O golo de Éder que permitiu trazer a taça para Portugal, poderá mesmo ficar para memória futura como o símbolo de uma mudança de mentalidade da população portuguesa que se tem observado na últimas duas décadas, com impactos nas mais diversas áreas.
Apesar de ainda haver alguns resquícios de subserviência e sentimento de inferioridade perante o que vem de fora, a verdade é que estamos a anos luz dos tempos em que vivíamos de joelhos a olhar de baixo para cima. De quando a vergonha, a falta de confiança e o medo nos faziam tremer assim que atravessávamos a fronteira. Uma vitória era perder por poucos, vender um palito para um restaurante de Paris ou Londres era um grande êxito empresarial, ser referido no último parágrafo de uma notícia de rodapé de um jornal norte-americano fazia-nos inchar de orgulho, ser mordomo ou porteira de uma personalidade famosa era o mais alto cargo internacional a que ambicionávamos.
Apesar de tudo, mesmo com as muitas dificuldades económicas que temos tido e de a pobreza continuar a moldar a vida de inúmeras famílias, as novas gerações trouxeram outra mentalidade, uma forma de pensar diferente, um querer mais ambicioso.
Educadas já fora do miserabilismo incutido por Salazar e seus seguidores, essas novas gerações têm mostrado que a matéria de que os portugueses são feitos nada fica a dever à de outros povos e que não há razão alguma para sentimentos de inferioridade. Essa mudança de mentalidade tem sido mais visível no desporto, pelo seu mediatismo e pela possibilidade de mensuração do êxito, mas também noutras áreas se tem feito sentir uma maior ambição e irreverência.

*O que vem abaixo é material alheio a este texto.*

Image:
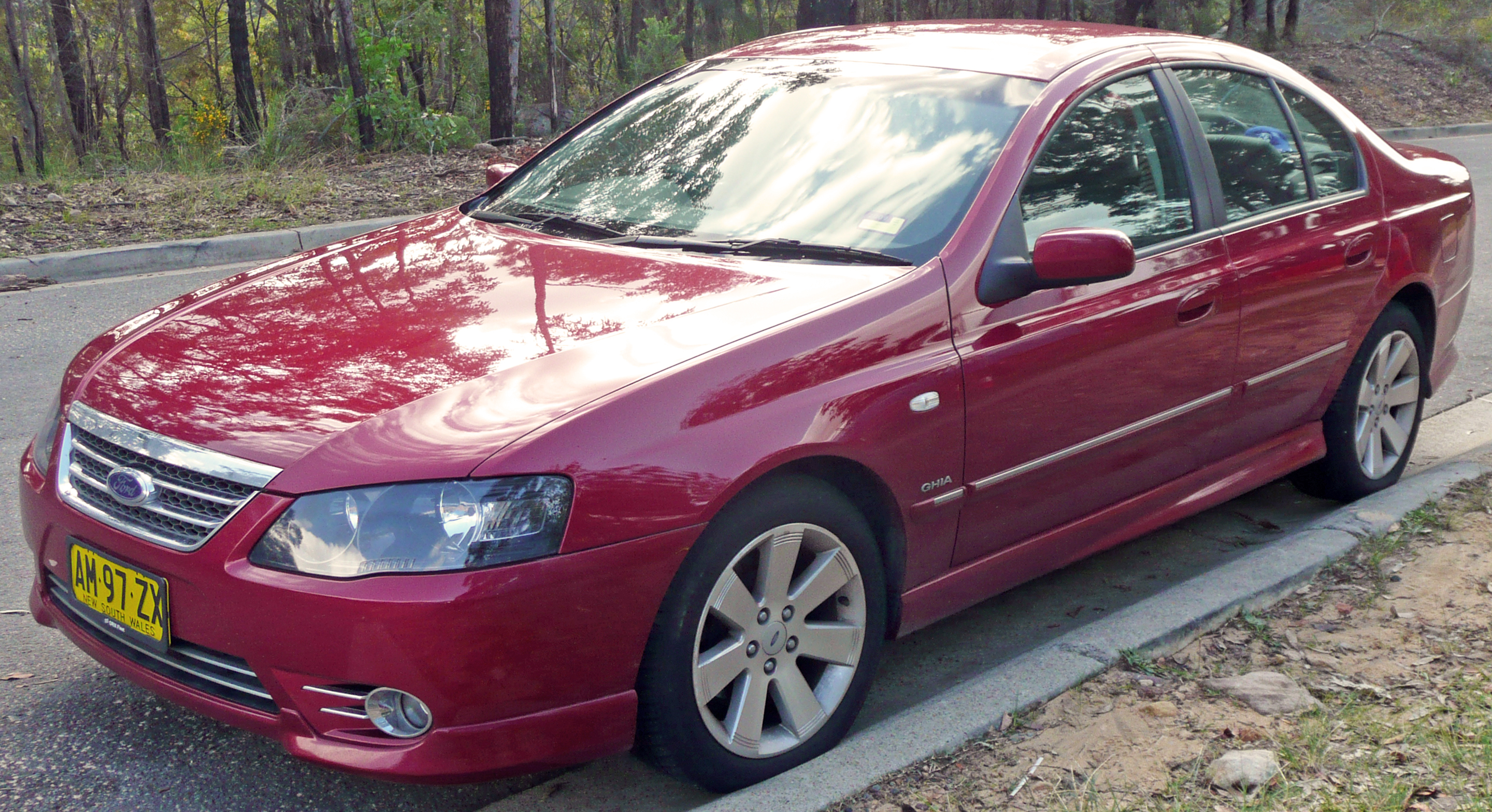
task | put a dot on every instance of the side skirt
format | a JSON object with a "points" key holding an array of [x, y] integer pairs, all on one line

Desde êxitos individuais, com personalidades como António Damásio, Horta Osório, Joana Vasconcelos, Carlos Tavares, Durão Barroso ou António Guterres, para não falar de Mourinho, Figo e Ronaldo, a alcançarem o topo dos topos nas suas áreas, até à afirmação internacional de empresas, projectos e instituições, que deixaram de pensar na forma rectangular do nosso País e olharam para fora sem medo de falhar e sem qualquer constrangimento imposto pelo preconceito.
Hoje temos empresas de topo mundial em diversas áreas, projectos sociais que são case study internacionais, estudos de investigação que se posicionam entre os melhores, damos cartas na arquitectura e somos procurados por cada vez mais turistas. Portugal deixou de ser o País da velha de preto a puxar o burro para ser conhecido pelos projectos de Souto Moura e de Siza Vieira, pelos golos de Ronaldo, pela arrogância vitoriosa de Mourinho, pelo som inovador dos Buraka Som Sistema, pelo surpreendente Vhils, ou por daqui saírem os sapatos que andam nos pés de muitas estrelas. Também agora pela vitória, para muitos improvável, no Campeonato da Europa de Futebol. Mas essa foi apenas mais uma prova de que o País está diferente. Uma prova mais mediática que poderá ficar como símbolo da mudança.